Etika telah menjadi pusat perhatian sejak jaman yunani kuno. Sampai saat ini pun etika
masih tetap menjadi bidang kajian menarik. N. Daldjoeni menjelaskan pada masa Aristoteles,
pandangan terhadap penilaian ilmu berada pada fase empiris rasional. Aritoteles pernah
mengatakan bahwa ilmu itu tak mengabdi kepada fihak lain. Ilmu digulati oleh manusia demi ilmu
itu sendiri.
Aristoteles pernah menuturkan “Primum vivere, deinde philosophari” yang artinya kira-
kira: berjuang dulu untuk hidup, barulah boleh berfilsafat. Begitu pentingnya proses berfilsafat
sehingga ada pandangan bahwa kegiatan berilmu baru dapat dilakukan setelah yang bersangkutan
tak banyak lagi disebutkan oleh perjuangan sehari-hari mencari nafkah.
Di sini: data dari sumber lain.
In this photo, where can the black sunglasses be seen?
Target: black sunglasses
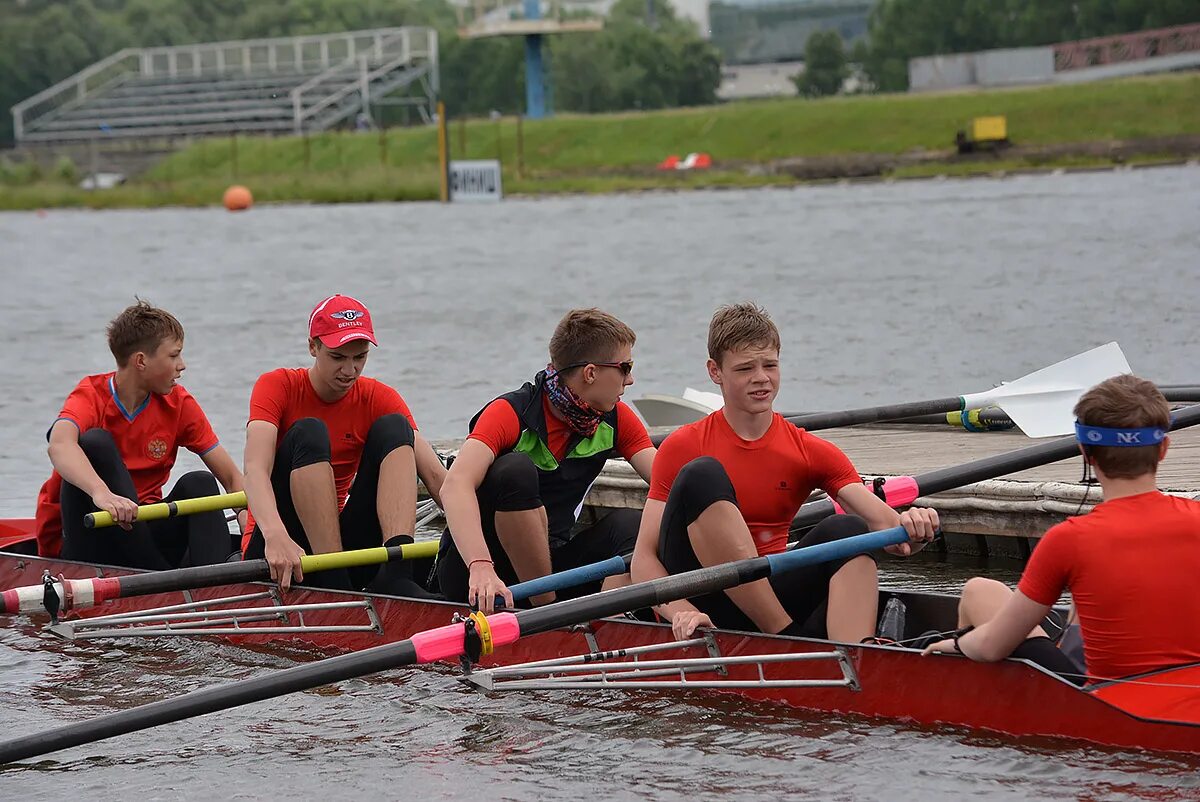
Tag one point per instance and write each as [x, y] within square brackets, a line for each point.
[625, 367]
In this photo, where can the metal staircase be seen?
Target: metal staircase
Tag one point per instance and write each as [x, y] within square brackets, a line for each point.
[280, 85]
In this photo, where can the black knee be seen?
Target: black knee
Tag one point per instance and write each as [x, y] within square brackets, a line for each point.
[195, 484]
[99, 443]
[511, 484]
[388, 434]
[306, 442]
[700, 484]
[623, 524]
[835, 527]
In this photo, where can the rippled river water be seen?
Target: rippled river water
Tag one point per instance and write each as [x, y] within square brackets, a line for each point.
[883, 293]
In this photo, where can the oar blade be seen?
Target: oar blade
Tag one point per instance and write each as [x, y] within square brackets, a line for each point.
[1042, 404]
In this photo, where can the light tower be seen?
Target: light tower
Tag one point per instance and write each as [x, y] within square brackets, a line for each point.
[534, 28]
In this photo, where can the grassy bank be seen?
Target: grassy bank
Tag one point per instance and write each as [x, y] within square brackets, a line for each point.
[618, 151]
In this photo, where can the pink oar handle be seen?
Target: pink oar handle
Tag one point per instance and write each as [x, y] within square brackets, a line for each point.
[450, 640]
[898, 491]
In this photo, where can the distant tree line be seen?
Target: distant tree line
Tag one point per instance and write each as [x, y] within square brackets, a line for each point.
[906, 29]
[645, 57]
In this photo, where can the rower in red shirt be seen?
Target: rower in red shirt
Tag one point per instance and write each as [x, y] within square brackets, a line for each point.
[113, 447]
[515, 491]
[1131, 564]
[726, 488]
[333, 458]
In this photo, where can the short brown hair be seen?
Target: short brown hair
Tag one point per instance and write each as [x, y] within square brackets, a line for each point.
[143, 328]
[738, 325]
[1125, 402]
[587, 335]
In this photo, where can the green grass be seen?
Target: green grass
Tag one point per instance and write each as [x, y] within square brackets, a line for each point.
[1002, 166]
[612, 153]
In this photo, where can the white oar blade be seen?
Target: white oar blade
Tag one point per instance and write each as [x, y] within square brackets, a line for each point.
[1043, 402]
[1045, 414]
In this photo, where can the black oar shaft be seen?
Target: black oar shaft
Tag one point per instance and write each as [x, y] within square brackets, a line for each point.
[436, 645]
[989, 467]
[871, 414]
[247, 570]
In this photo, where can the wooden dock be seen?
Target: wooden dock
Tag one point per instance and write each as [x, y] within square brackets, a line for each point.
[996, 518]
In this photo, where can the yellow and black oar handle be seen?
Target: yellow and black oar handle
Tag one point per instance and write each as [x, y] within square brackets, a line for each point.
[75, 593]
[171, 509]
Dalam masa fase empiris rasional dianggap untuk mendapatkan ilmu memerlukan
ketenangan dan kebijaksanaan. Ketika seseorang yang sehari-hari masih disibukan oleh aktifitas
mencari nafkah, maka orang tersebut tidak dapat memiliki ketenangan dan kebijaksanaan dalam
kegiatan berilmu.
Namun, ilmu pada masa ini tidak berperan dalam mengarahkan apapun. Ilmu hanya dicari
dan dicapai, namun belum adanya kepentingan dan tantangan untuk mengembangkan dan
menerapkan ilmu dalam kehidupan. Menurut N. Daldjoeni tugas suatu generasi pada masa ini
terbatas kepada mencapai ilmu tersebut, untuk kemudian diteruskan kepada generasi berikutnya.
Belum ada tuntutan supaya sebelum ilmu diteruskan harus terlebih dahulu dikembangkan. Baru
sejak abad ke-17 ilmu giat dikembangkan di eropa; orang juga mencari apa tujuan sebenarnya dari
ilmu. Dengan itu fase yang sifatnya empiris rasional mulai bergerak ke fase eksperimental rasional.
Dalam masa transisi inilah, ilmu berkembang bukan sekedar tujuan bagi pencapaian seseorang,
namun berkembang menjadi suatu sarana untuk mencapai suatu.

Faham Pragmatis
Seperti dijelaskan sebelumnya, ilmu berkembang pada masa empiris rasional hanya
sekedar menjadi tujuan bagi pencapaian seseorang menjadi suatu sarana untuk mencapai sesuatu.
Seiring dengan perkembangan waktu, tujuan seseorang dalam mendalami ilmu bermacam-macam
sesuai kepentingan masing-masing individu, mulai dari perkembangan ekonomi, teknologi, taraf
hidup, mengumpulkan kekayaan, ataupun meningkatkan kebahagiaan.
Ilmu bukan sesuatu yang abstrak, ilmu adalah hal kongkret yang kita hayati. Maka
munculah rasa hormat terhadap ilmu yang diterapkan dalam kehidupan karena dirasakan bahwa
ilmu membawa hidup menjadi lebih baik. Dalam KBBI, pragmatis adalah bersifat praktis dan
berguna bagi umum; bersifat mengutamakan segi kepraktisan dan kegunaan (kemanfaatan);
mengenai atau bersangkutan dengan nilai-nilai praktis maka anggapan bahwa ilmu merupakan
sarana kemajuan dan kebenaran ilmu ditentukan oleh derajat penerapan praktis dari ilmu dipahami
sebagai faham pragmatis. Maka terlihatlah bahwa ilmu tidak bebas nilai, di dalamnya ada aspek
efek-efek praktis dari ilmu yang menentukan kebenaran ilmu.